Hold on for an emotional ride!!!  Ian Cron’s Jesus, The Cia, My Father and Me:  A Memoir of Sorts honors his life journey.  It takes readers back to the time of his childhood in the 1960s with vivid detail.  We journey with him through his adolescence and on into adulthood, all the while his graceful and humorous prose belies the painful and uncomfortable journey the reader is travelling with him.

Jesus lies between the lines.  This is not a story of “born-again, no-book-but-the-Bible, Jesus brought me salvation.” It is about the comfort and reliability of formal religious rituals.   Nothing in the title prepares the reader for the brutally raw stories of life as the child of an abusive alcoholic father.  There is enough humor at the outset to see his father as a cartoon-like caricature.  Is his father really a spy for the CIA?  Or is this the delusional thinking of his alcoholic father or even the delusional thinking of a boy who desperately needs to believe something good about this man.

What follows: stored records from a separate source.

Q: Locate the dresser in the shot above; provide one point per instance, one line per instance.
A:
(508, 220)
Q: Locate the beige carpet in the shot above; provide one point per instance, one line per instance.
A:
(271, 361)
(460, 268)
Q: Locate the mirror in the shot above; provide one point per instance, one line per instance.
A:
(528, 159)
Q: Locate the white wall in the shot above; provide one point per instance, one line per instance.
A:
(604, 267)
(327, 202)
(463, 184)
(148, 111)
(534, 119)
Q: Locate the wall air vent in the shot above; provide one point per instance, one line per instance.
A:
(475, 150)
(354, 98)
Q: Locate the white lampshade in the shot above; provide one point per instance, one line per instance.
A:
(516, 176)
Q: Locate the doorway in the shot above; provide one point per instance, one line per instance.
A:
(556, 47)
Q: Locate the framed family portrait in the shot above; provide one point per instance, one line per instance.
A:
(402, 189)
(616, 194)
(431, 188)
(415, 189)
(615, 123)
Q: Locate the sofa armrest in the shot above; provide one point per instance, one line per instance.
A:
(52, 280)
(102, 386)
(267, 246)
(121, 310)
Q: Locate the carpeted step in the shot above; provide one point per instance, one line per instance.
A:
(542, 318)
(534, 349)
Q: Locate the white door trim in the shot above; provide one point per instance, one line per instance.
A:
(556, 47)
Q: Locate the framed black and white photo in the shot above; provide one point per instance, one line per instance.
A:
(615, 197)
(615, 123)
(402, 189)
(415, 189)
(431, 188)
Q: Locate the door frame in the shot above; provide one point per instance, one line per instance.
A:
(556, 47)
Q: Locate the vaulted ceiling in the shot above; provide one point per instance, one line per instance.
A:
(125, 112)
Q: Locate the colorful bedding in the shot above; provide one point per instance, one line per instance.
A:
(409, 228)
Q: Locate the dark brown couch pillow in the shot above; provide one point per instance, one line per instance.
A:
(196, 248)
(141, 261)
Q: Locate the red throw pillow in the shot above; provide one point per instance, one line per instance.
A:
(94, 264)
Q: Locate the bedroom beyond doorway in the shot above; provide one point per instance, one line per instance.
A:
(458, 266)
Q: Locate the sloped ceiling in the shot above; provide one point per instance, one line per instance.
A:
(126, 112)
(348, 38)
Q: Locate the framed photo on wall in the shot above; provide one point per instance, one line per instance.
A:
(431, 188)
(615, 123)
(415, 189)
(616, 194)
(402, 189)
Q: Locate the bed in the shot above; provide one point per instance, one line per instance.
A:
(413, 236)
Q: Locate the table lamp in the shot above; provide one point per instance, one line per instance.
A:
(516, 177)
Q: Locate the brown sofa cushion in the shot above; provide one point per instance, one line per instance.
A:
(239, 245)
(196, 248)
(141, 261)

This is a story of the sacred and the profane.  Cron finds both wonder and comfort in the rituals of the Catholic Church, of his youth, especially through the Holy Communion.  Rich with detail and elegant prose, his descriptions of the Catholic rites and rituals of his childhood will recall the reader’s religious rites of passage regardless of denomination.  At home he faces the danger and unpredictability of an alcoholic father.  This chaos at home created a powerful need for the consistency which the church provided.  No matter where he might wander, the author always returned to the church.  Cron’s journey from childhood disappointments to adolescent drinking binges and getting high to become numb is likely to trigger powerful emotions. 

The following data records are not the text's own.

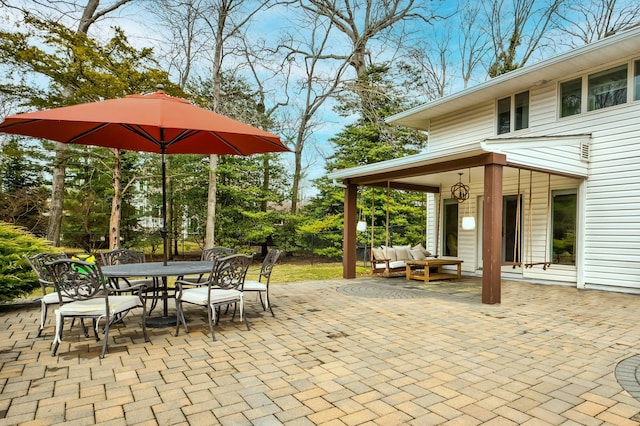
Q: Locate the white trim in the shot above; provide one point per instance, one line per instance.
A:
(580, 233)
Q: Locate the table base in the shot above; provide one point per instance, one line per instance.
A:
(161, 322)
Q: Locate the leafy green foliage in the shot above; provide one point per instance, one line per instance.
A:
(23, 196)
(16, 277)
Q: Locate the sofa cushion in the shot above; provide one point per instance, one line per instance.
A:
(397, 264)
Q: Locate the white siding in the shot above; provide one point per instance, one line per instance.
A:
(467, 126)
(611, 246)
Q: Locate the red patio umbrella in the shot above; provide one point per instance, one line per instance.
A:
(151, 123)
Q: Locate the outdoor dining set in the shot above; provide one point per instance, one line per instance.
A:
(105, 294)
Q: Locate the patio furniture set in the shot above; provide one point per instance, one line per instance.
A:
(106, 294)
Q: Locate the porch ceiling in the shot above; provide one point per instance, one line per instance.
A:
(427, 171)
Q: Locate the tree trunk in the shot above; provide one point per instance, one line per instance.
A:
(57, 194)
(116, 202)
(89, 16)
(211, 203)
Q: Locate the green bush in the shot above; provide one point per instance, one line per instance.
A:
(16, 277)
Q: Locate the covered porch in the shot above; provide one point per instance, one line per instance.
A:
(492, 164)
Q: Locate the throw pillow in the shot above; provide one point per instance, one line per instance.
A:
(417, 254)
(420, 247)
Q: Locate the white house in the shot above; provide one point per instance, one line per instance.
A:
(564, 134)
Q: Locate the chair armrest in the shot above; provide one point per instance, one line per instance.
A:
(180, 284)
(138, 288)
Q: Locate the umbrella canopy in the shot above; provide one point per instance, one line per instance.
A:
(151, 123)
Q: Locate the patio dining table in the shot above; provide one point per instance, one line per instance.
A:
(158, 270)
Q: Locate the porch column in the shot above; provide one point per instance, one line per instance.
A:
(349, 236)
(492, 234)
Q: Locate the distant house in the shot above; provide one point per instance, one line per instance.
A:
(553, 150)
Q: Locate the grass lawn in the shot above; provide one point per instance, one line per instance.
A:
(292, 272)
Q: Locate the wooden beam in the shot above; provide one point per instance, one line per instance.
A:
(492, 234)
(444, 166)
(406, 187)
(349, 233)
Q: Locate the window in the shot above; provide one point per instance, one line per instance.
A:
(511, 229)
(450, 227)
(636, 81)
(607, 88)
(522, 111)
(563, 226)
(571, 97)
(504, 116)
(514, 109)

The most difficult part of this book to read for this reviewer is the period of his life when he starts to breakdown.  The vivid descriptions of the onset of panic attacks and depression – his destructive attempts to control the emotional disintegration with increasing amounts of alcohol – the people who help him to help himself.  There is a moment in this story that stopped me in my tracks – gut-wrenching truth – As Cron is finishing up a session with a psychologist he asks, “What is happening to me?”  The psychologist thoughtfully replies, “You’re waking up.”

Cron honors the story of his life in Jesus, The CIA, My Father and Me.  He honors the boy he was in all his beauty, innocence, and confusion.  He honors his youthful attempts to grow up, his years of juggling identities – the drinker and the altar boy.  And he honors the man who overwhelmed by his history has the courage to seek help and come out successfully on the other side.